The deep philosophical insights of Henry Paker, Vol 1
A recent attempt to list ten favourite Bean moments prompted me to embark on a relisten, as the comments reminded me of many enjoyable Bean nuggets I wished to savour once more. While revisiting early Bean content, I have decided to start noting down the moments where the veil between Henry's rather mystical thought process and the history of ideas grows thin and porous. I feel that in previous centuries, he could have made a name for himself as a Diogenes-style figure: perhaps living in a barrel and making saucy comments to Alexander the Great.
My first example:
In 'Going to Disney World And Not Wanting To Be Dressed Up As A Ruffian', Henry sets up the following thought experiment:
"Picture a plate... on that plate, imagine a metal hand... Imagine that the arm of the metal hand is offscreen, so you don't know whether it's attached to a person, or it could be the Pope, or it could be anything. That's not what you're worried about. It's a simple metal hand, or claw. It's holding a piece of lettuce. It releases, and the lettuce falls onto the plate. The hand retracts. [Sinister robotic noise.] The hand is back. It's now holding half of a cucumber slice. It releases that and the cucumber falls. It comes back again. Now it releases a cherry tomato. Cut to half an hour later. There's a salad niçoise on that plate. At what point did it become a salad?"

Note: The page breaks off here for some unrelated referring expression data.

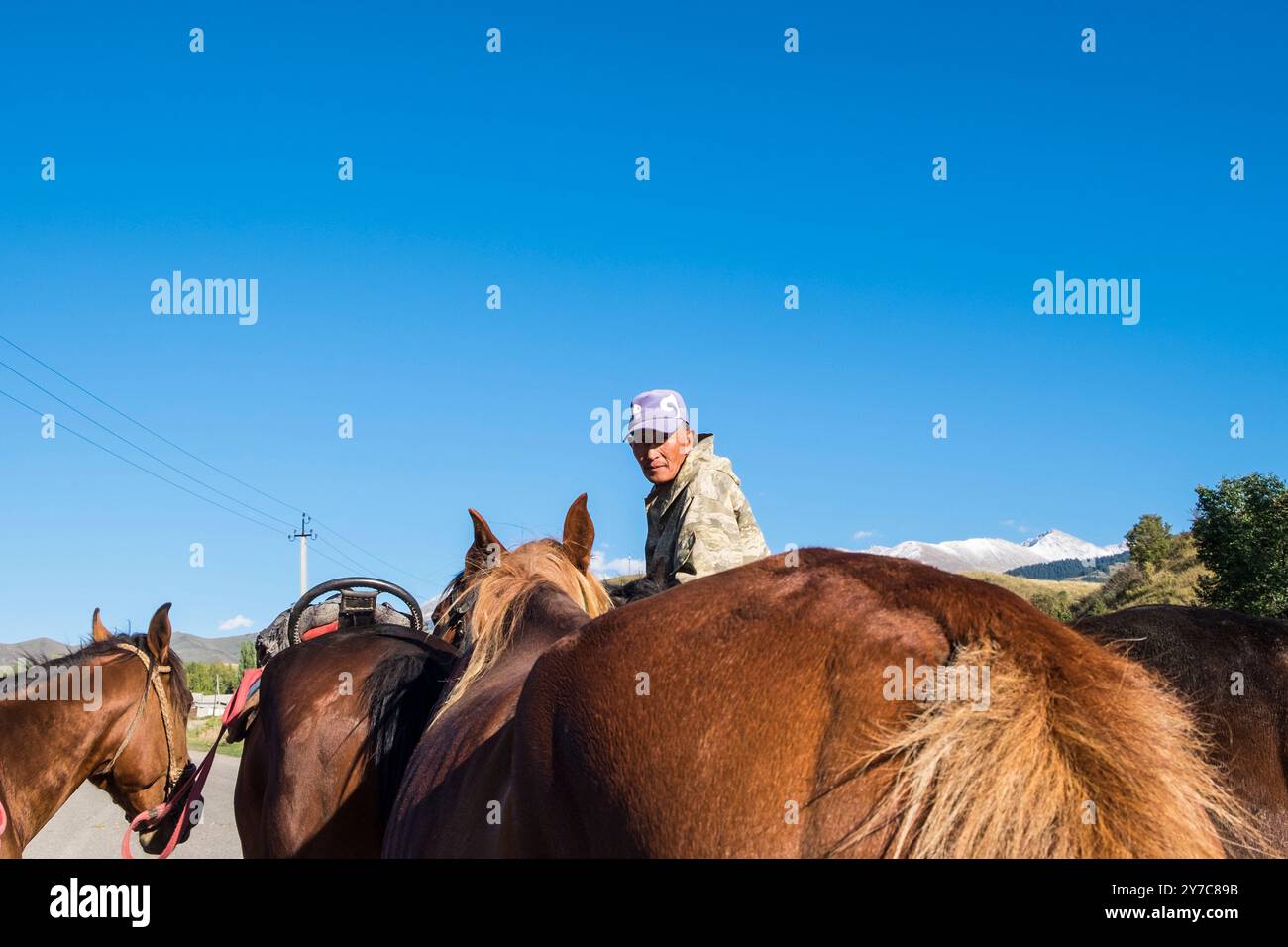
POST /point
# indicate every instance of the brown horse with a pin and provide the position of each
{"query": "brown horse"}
(782, 709)
(114, 712)
(338, 718)
(1233, 671)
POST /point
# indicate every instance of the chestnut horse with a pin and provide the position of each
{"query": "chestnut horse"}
(1233, 671)
(125, 729)
(764, 711)
(338, 718)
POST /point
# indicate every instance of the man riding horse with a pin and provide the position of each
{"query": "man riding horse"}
(698, 519)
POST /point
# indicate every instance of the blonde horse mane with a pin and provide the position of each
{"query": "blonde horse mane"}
(501, 594)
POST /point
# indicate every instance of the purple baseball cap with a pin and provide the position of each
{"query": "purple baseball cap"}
(658, 410)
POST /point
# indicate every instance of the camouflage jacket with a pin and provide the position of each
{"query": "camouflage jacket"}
(699, 522)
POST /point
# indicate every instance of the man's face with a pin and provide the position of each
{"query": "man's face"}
(658, 455)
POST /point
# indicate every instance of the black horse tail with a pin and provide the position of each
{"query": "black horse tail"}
(399, 694)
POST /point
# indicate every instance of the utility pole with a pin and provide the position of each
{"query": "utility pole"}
(304, 535)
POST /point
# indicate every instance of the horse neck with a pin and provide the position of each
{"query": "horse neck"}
(51, 746)
(548, 616)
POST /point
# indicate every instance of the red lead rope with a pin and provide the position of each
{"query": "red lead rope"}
(187, 791)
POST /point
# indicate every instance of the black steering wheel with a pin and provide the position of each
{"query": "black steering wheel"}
(292, 625)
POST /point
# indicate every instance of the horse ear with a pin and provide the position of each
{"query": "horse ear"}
(579, 534)
(101, 634)
(159, 634)
(485, 551)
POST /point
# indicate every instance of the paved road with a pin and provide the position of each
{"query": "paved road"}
(90, 826)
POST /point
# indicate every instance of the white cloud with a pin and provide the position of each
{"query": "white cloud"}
(621, 566)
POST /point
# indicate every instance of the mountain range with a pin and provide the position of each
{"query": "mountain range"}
(189, 647)
(997, 554)
(952, 556)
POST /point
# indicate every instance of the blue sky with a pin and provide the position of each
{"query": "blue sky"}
(518, 169)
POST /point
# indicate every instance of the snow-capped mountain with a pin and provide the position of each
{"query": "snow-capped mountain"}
(997, 554)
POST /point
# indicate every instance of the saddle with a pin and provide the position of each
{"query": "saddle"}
(346, 609)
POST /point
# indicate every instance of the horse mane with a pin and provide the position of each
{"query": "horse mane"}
(1076, 737)
(175, 682)
(502, 591)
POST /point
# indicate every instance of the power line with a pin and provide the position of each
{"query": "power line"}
(188, 454)
(369, 553)
(141, 424)
(138, 467)
(141, 450)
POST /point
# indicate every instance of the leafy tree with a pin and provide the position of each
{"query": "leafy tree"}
(246, 659)
(1240, 530)
(205, 677)
(1057, 604)
(1149, 541)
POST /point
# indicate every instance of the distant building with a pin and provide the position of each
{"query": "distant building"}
(209, 705)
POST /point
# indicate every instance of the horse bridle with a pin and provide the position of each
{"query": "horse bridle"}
(175, 768)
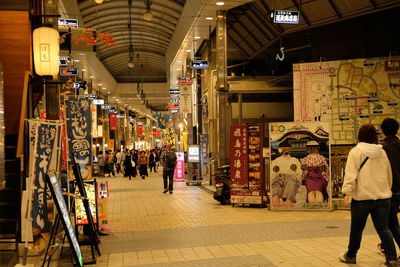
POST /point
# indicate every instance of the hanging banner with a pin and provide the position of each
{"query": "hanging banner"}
(113, 122)
(239, 164)
(300, 166)
(140, 130)
(64, 148)
(45, 148)
(179, 172)
(79, 130)
(185, 96)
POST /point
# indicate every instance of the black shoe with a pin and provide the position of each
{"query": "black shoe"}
(344, 258)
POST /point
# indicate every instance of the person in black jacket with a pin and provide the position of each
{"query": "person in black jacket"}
(391, 146)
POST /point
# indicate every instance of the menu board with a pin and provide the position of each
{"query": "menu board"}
(65, 219)
(81, 217)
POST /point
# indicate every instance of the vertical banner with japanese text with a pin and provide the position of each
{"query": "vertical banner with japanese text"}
(45, 158)
(79, 130)
(238, 161)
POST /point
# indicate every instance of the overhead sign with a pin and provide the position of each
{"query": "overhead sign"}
(98, 101)
(199, 64)
(194, 154)
(65, 61)
(286, 16)
(185, 80)
(67, 23)
(69, 71)
(174, 91)
(90, 96)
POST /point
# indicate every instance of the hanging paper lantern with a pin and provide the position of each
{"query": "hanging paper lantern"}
(46, 51)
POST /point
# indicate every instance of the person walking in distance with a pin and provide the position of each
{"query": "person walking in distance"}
(168, 161)
(391, 145)
(367, 183)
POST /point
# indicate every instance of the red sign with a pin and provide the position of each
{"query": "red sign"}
(140, 130)
(113, 122)
(239, 157)
(179, 173)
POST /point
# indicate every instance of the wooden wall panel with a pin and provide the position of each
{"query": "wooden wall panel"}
(16, 56)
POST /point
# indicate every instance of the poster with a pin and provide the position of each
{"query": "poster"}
(79, 130)
(300, 177)
(179, 172)
(80, 212)
(44, 159)
(347, 93)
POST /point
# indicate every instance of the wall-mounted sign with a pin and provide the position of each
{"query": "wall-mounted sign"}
(199, 64)
(185, 80)
(69, 71)
(98, 101)
(105, 106)
(194, 154)
(286, 16)
(90, 96)
(174, 91)
(67, 23)
(66, 61)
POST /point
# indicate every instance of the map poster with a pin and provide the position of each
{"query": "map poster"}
(300, 166)
(347, 94)
(79, 130)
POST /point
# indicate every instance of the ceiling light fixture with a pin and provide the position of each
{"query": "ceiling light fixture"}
(148, 16)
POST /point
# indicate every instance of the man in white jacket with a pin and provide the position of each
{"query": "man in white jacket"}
(368, 182)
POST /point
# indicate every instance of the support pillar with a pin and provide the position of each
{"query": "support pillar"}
(221, 87)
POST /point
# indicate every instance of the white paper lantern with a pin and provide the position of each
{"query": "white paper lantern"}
(46, 49)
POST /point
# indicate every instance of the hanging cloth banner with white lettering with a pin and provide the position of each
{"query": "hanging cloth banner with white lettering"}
(79, 130)
(45, 158)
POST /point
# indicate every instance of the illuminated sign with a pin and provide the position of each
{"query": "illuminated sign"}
(105, 106)
(98, 101)
(65, 61)
(67, 23)
(174, 91)
(199, 64)
(286, 16)
(69, 71)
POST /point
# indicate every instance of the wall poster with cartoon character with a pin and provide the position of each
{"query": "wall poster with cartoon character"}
(300, 176)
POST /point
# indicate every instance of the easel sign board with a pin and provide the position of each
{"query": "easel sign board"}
(300, 166)
(64, 215)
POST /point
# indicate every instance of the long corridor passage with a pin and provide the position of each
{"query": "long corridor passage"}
(189, 228)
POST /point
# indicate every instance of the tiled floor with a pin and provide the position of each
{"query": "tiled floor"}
(189, 228)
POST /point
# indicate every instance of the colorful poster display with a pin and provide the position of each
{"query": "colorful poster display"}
(79, 130)
(44, 149)
(80, 212)
(300, 166)
(179, 172)
(347, 93)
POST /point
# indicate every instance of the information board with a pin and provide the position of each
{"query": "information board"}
(62, 209)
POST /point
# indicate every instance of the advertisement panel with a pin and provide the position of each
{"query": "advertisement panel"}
(300, 166)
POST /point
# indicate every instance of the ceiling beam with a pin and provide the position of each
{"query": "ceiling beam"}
(306, 19)
(334, 7)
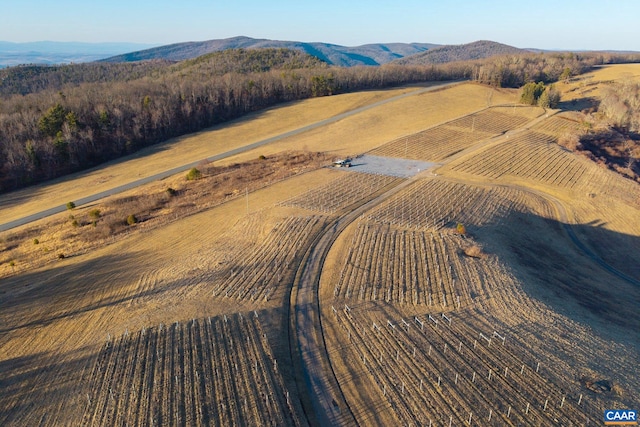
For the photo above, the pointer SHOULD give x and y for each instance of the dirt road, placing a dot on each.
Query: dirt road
(324, 394)
(53, 209)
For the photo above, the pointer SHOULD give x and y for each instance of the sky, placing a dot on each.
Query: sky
(544, 24)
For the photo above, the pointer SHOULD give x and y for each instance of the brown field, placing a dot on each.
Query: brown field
(189, 317)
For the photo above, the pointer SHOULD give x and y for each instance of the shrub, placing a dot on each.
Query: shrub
(474, 251)
(531, 93)
(550, 98)
(194, 174)
(131, 219)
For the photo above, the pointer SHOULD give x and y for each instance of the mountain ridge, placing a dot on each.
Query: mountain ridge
(368, 54)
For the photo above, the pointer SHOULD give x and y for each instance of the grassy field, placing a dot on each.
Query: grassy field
(377, 126)
(185, 317)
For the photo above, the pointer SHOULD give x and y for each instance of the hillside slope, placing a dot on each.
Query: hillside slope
(464, 52)
(370, 54)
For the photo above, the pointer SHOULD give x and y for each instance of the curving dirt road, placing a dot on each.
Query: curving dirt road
(325, 398)
(180, 169)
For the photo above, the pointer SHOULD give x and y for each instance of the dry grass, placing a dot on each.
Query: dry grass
(373, 127)
(83, 229)
(520, 276)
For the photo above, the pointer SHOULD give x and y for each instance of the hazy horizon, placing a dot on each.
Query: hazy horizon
(569, 25)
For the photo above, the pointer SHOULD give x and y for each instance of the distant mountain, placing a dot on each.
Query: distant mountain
(464, 52)
(370, 54)
(46, 53)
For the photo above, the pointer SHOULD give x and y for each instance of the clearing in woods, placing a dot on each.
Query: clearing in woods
(196, 320)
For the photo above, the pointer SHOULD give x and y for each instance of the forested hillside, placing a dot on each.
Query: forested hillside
(464, 52)
(57, 120)
(343, 56)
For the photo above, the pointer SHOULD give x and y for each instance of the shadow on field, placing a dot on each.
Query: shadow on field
(43, 389)
(568, 274)
(44, 296)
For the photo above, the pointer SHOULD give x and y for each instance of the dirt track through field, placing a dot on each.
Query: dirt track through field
(180, 169)
(328, 403)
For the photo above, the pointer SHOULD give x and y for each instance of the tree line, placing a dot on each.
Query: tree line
(68, 118)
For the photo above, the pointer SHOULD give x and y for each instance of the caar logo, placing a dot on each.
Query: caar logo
(620, 417)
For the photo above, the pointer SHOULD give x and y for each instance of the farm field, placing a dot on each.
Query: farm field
(498, 287)
(379, 124)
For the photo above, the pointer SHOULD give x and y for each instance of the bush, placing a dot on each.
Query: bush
(94, 213)
(194, 174)
(474, 251)
(550, 98)
(531, 92)
(131, 219)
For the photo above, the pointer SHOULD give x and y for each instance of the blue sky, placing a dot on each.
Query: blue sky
(558, 24)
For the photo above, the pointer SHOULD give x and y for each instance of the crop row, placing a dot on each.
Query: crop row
(491, 121)
(556, 126)
(530, 155)
(442, 141)
(433, 144)
(215, 371)
(432, 204)
(412, 267)
(428, 370)
(341, 192)
(258, 272)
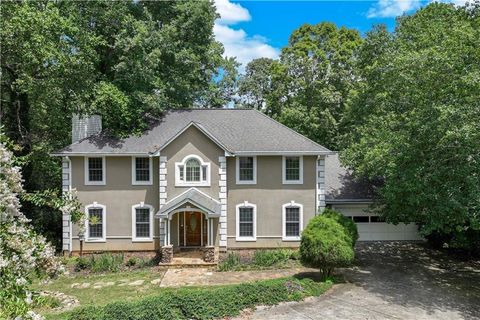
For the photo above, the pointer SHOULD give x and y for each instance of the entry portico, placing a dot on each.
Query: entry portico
(190, 220)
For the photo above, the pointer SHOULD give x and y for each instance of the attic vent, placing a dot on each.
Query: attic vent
(85, 126)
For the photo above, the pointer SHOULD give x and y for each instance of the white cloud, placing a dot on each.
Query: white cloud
(236, 41)
(231, 13)
(392, 8)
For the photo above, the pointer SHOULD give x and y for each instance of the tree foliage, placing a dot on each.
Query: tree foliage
(326, 245)
(416, 120)
(120, 59)
(24, 255)
(310, 86)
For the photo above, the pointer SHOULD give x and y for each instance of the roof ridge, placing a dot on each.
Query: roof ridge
(299, 134)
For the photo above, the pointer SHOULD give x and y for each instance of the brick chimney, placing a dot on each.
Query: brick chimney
(85, 126)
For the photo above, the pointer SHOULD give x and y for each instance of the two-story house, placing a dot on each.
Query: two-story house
(207, 178)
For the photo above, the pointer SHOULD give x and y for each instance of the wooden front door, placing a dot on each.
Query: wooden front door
(193, 230)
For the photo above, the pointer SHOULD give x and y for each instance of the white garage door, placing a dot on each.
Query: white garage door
(372, 228)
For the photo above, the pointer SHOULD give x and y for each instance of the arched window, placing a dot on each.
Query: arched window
(142, 222)
(292, 224)
(192, 171)
(95, 222)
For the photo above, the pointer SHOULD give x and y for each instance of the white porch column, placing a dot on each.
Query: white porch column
(162, 189)
(66, 219)
(222, 196)
(320, 189)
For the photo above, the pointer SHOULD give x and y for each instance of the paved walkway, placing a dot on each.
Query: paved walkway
(393, 281)
(204, 277)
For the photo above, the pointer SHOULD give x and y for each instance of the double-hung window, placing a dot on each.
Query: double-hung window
(95, 170)
(95, 223)
(292, 170)
(246, 170)
(292, 221)
(142, 222)
(246, 222)
(142, 170)
(192, 171)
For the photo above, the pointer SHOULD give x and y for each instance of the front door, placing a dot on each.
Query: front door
(193, 230)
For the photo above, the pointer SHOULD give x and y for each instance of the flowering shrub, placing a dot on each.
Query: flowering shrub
(23, 253)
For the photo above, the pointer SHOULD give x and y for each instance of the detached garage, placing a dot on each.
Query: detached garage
(372, 228)
(352, 198)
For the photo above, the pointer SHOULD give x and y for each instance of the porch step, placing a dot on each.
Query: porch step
(184, 262)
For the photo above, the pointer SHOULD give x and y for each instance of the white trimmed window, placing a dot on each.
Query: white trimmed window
(246, 222)
(95, 223)
(95, 171)
(292, 170)
(142, 223)
(292, 224)
(192, 171)
(142, 170)
(246, 170)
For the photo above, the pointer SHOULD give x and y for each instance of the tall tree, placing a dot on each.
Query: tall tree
(310, 86)
(120, 59)
(416, 122)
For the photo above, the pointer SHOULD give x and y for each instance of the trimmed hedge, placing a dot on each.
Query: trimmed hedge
(204, 303)
(325, 245)
(348, 224)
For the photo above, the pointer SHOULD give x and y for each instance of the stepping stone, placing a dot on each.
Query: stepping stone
(136, 283)
(84, 285)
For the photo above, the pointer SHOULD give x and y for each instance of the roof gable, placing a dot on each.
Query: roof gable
(237, 131)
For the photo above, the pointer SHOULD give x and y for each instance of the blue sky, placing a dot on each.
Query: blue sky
(254, 29)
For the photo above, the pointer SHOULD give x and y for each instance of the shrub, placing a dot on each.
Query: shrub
(82, 263)
(106, 262)
(132, 261)
(231, 262)
(325, 245)
(268, 258)
(204, 303)
(348, 224)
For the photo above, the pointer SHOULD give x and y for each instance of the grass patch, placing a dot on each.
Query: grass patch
(261, 259)
(204, 303)
(106, 294)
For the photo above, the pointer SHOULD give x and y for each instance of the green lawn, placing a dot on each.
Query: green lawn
(106, 294)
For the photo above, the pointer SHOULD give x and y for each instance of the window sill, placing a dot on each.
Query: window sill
(292, 182)
(246, 239)
(247, 182)
(190, 184)
(142, 240)
(291, 238)
(95, 240)
(142, 183)
(95, 183)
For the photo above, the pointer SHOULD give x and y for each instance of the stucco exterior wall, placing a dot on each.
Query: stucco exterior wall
(118, 195)
(192, 142)
(269, 194)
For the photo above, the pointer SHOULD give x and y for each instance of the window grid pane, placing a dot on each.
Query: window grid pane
(142, 223)
(246, 168)
(246, 222)
(292, 168)
(292, 222)
(95, 170)
(95, 230)
(142, 169)
(192, 170)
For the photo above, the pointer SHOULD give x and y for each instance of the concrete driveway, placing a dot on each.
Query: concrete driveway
(393, 281)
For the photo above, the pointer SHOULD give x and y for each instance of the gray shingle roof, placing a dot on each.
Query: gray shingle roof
(341, 186)
(236, 130)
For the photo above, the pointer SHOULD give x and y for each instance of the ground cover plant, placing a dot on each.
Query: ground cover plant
(326, 245)
(204, 303)
(261, 259)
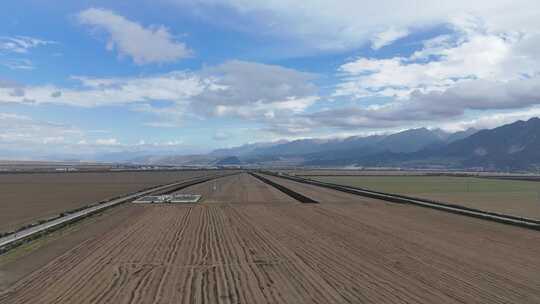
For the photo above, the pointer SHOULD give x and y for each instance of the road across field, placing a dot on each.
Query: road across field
(250, 243)
(29, 197)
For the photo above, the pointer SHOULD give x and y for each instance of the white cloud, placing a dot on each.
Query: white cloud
(255, 91)
(17, 64)
(21, 44)
(144, 45)
(22, 130)
(175, 86)
(351, 24)
(387, 37)
(107, 142)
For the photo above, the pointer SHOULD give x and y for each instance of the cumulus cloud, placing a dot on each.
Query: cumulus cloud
(175, 86)
(21, 44)
(246, 90)
(387, 37)
(145, 45)
(350, 24)
(17, 64)
(255, 91)
(20, 130)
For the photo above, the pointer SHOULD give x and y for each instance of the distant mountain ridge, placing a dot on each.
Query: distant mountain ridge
(314, 151)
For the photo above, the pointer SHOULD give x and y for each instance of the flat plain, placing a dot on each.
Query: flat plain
(247, 242)
(29, 197)
(512, 197)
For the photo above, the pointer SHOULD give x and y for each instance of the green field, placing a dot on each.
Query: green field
(519, 198)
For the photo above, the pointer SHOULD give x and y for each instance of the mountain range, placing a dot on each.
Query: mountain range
(514, 146)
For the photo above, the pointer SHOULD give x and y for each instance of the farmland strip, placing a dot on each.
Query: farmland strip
(402, 199)
(297, 196)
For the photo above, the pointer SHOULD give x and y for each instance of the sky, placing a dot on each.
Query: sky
(85, 78)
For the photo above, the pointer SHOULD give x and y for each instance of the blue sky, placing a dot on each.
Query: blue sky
(82, 78)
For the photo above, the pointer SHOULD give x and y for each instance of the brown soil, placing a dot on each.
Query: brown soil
(26, 198)
(339, 251)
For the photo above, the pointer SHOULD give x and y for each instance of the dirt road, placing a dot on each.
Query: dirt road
(248, 243)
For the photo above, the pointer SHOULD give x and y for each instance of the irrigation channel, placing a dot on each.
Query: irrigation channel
(403, 199)
(15, 239)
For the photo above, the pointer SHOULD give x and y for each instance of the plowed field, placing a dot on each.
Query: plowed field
(249, 243)
(28, 197)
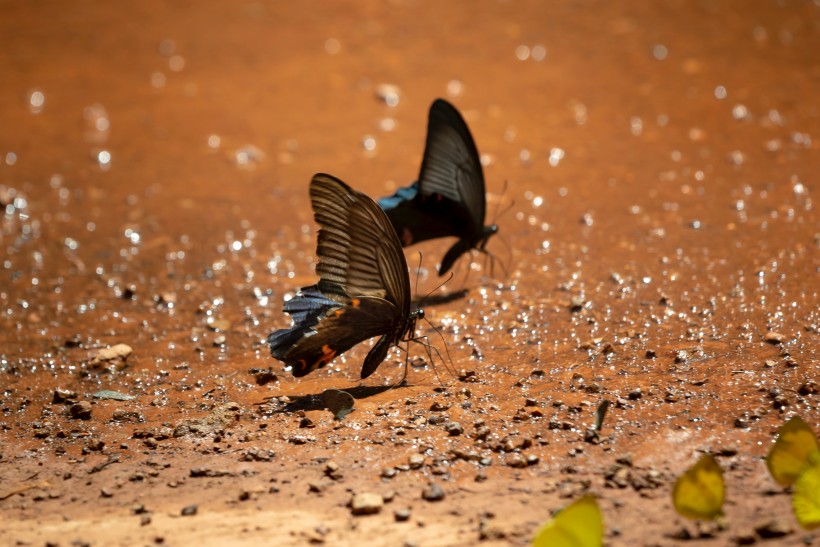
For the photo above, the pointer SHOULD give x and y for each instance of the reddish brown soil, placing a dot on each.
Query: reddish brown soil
(644, 268)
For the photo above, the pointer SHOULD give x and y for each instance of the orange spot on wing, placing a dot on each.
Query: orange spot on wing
(328, 354)
(406, 237)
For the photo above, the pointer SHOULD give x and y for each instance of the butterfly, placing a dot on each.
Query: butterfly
(699, 493)
(796, 447)
(580, 524)
(806, 496)
(363, 289)
(448, 199)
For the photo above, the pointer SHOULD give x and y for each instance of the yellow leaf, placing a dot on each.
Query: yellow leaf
(699, 493)
(795, 448)
(580, 524)
(806, 496)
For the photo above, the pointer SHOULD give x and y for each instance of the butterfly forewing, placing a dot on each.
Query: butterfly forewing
(363, 289)
(358, 248)
(451, 166)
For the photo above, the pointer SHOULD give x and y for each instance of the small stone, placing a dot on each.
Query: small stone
(220, 325)
(744, 537)
(773, 529)
(264, 376)
(516, 460)
(489, 530)
(389, 93)
(333, 471)
(81, 410)
(64, 396)
(189, 511)
(416, 461)
(433, 492)
(118, 351)
(366, 503)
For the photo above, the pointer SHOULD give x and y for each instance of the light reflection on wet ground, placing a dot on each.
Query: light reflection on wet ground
(654, 167)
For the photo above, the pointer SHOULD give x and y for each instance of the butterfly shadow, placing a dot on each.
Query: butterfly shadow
(318, 401)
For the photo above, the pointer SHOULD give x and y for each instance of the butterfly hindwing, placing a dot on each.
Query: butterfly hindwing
(358, 248)
(341, 328)
(451, 166)
(449, 198)
(699, 493)
(363, 289)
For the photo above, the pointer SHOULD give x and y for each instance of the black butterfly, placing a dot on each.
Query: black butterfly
(449, 197)
(363, 289)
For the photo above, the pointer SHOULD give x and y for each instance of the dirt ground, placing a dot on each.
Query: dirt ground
(652, 167)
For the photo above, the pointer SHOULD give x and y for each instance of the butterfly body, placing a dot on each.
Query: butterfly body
(363, 291)
(449, 197)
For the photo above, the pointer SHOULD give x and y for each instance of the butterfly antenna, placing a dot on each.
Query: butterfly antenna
(439, 286)
(498, 214)
(508, 248)
(451, 368)
(418, 273)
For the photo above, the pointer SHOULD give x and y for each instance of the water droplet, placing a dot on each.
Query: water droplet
(740, 112)
(539, 53)
(104, 159)
(556, 155)
(455, 88)
(636, 126)
(389, 93)
(36, 101)
(522, 52)
(660, 52)
(333, 46)
(369, 143)
(176, 63)
(157, 80)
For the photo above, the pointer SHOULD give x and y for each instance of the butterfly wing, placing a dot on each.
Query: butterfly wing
(806, 497)
(417, 217)
(699, 493)
(451, 168)
(580, 524)
(328, 330)
(359, 251)
(795, 447)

Here, Henry appears to be an earthly vessel for the spirit of the 4th century philosopher Eubulides, who is first credited with the formulation of the sorites paradox. In short, the paradox can be summarised as follows:
- Imagine a philosopher [metal hand] and an impartial observer.
- The philosopher picks up one grain of sand [a piece of lettuce] and deposits it on the ground.
- The philosopher asks the impartial observer, "Is this a heap of sand?" [Is this a salad?] The observer replies that it is not.
- The philosopher repeats this with a second grain of sand [or slice of cucumber] and asks the same question. The observer replies again that it is not a heap of sand.
- By the end of the day, there is a heap of sand [or fully-formed salad] on the ground, and the observer is replying "Yes." At what point do the grains of sand form a heap?
As I understand it, there are generally thought to be three ways of framing this paradox: it either reveals vagueness in language, conceptual vagueness, or vagueness in reality itself (or so my professor framed the issue approximately 20 years ago in a lecture on the subject - my memory of this is undoubtedly not to be trusted). However, the consequences of introducing the conceit of a niçoise are yet to be seen, and probably mean the whole thing has to be considered anew with the aid of a purpose-built robo-lab.